There’s a lot of history in the docks, and the nearby terraced houses. I saw an old photo, from Victorian times I think, with all the industry at the dock lands, and big chimneys in the distance. I could even see St Walburge’s church in the photo.

The last time I was there was night. It was quiet and still, probably how I remember it best. It never seemed to have the energy to be more.

Charging the tide

Part of a wider selection of micro fiction, this is a short story, chronicling a nugget of my life. Some elements may be fiction, others may be real, but I’ll leave that to your imagination. Enjoy.

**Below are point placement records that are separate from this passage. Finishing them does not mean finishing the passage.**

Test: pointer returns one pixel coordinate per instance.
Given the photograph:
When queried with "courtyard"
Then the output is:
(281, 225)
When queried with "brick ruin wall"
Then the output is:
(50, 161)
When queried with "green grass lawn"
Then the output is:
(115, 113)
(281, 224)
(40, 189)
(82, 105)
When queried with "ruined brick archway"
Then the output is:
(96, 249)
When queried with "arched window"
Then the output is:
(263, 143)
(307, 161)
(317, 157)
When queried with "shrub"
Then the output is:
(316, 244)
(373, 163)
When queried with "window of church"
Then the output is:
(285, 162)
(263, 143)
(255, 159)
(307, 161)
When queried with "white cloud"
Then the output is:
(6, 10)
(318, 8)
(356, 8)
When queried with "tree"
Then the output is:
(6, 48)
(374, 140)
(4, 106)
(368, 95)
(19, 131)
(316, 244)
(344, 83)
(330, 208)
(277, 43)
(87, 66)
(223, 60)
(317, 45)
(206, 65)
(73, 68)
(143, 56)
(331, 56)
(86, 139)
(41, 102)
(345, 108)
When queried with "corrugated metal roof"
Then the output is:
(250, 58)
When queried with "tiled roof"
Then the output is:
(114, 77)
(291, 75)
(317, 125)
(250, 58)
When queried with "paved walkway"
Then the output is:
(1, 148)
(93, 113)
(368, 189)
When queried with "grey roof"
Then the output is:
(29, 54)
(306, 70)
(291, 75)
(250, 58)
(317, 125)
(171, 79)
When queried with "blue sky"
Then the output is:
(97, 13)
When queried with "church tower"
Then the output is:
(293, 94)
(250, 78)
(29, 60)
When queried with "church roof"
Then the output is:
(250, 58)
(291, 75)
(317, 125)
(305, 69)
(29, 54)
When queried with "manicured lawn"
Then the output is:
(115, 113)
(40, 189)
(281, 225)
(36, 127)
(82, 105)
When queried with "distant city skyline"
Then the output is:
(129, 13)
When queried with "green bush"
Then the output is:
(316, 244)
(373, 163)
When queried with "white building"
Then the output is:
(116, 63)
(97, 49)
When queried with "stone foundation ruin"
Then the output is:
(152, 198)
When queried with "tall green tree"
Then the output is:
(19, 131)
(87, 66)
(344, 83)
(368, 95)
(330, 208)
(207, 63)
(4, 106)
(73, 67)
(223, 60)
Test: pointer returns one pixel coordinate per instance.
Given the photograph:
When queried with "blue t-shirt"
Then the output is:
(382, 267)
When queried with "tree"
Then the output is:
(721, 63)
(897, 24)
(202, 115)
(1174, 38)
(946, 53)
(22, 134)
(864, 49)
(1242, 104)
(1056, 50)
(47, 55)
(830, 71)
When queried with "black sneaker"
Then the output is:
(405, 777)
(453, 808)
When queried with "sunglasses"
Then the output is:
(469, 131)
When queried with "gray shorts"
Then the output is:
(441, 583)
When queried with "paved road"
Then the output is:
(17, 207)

Standing high up on a whale watching platform, I watched these kids, playing on the shore at a desolate beach in wintry Warrnambool. They kept running at the tide, charging in. It looked like two boys and a girl, probably brothers and sister. She was the eldest, or tallest st least, and at first seemed to encourage her siblings. When she drifted away, one brother followed, and there was just this lone boy left on the sands. Contemplating the waves, crouched against the wind, it looked like he reached a moment and, raising a piece of wood, flung it forth into the surf. If the ocean had a view of the matter it did not give it, and continued with its tidal duty. The boy walked away, but I hope whatever he looked for from the sea he got. Those children disappeared, drifting out of sight, becoming one more moment that passes through the ether of life.

Telling a story

What is the purpose of a photo? Is it to tell a story? I don’t mean as an optional, I mean as a general characteristic. Are landscapes stories? Selfies? Abstract Neo-feminist cubism? (I may have made that last one up – I will google later to see if that exists).

Seriously though, I have seen some interesting photos unduly hampered by the descriptive that it tells a story, or, worse still, that a photo has failed to convey a positive impression but it lacks sufficient narrative.

I tend to take more abstract shots. Often landscapes and urban street shots, but generally my preference is for abstract. It’s never been my intention to tell a story through the casual manipulation of angle, light and framing of subject matter. At least, not deliberately. 

I’m cutting this blog post short as I struggle to catch up on some writing. I am woefully behind on my intended word count and so need a little catch up.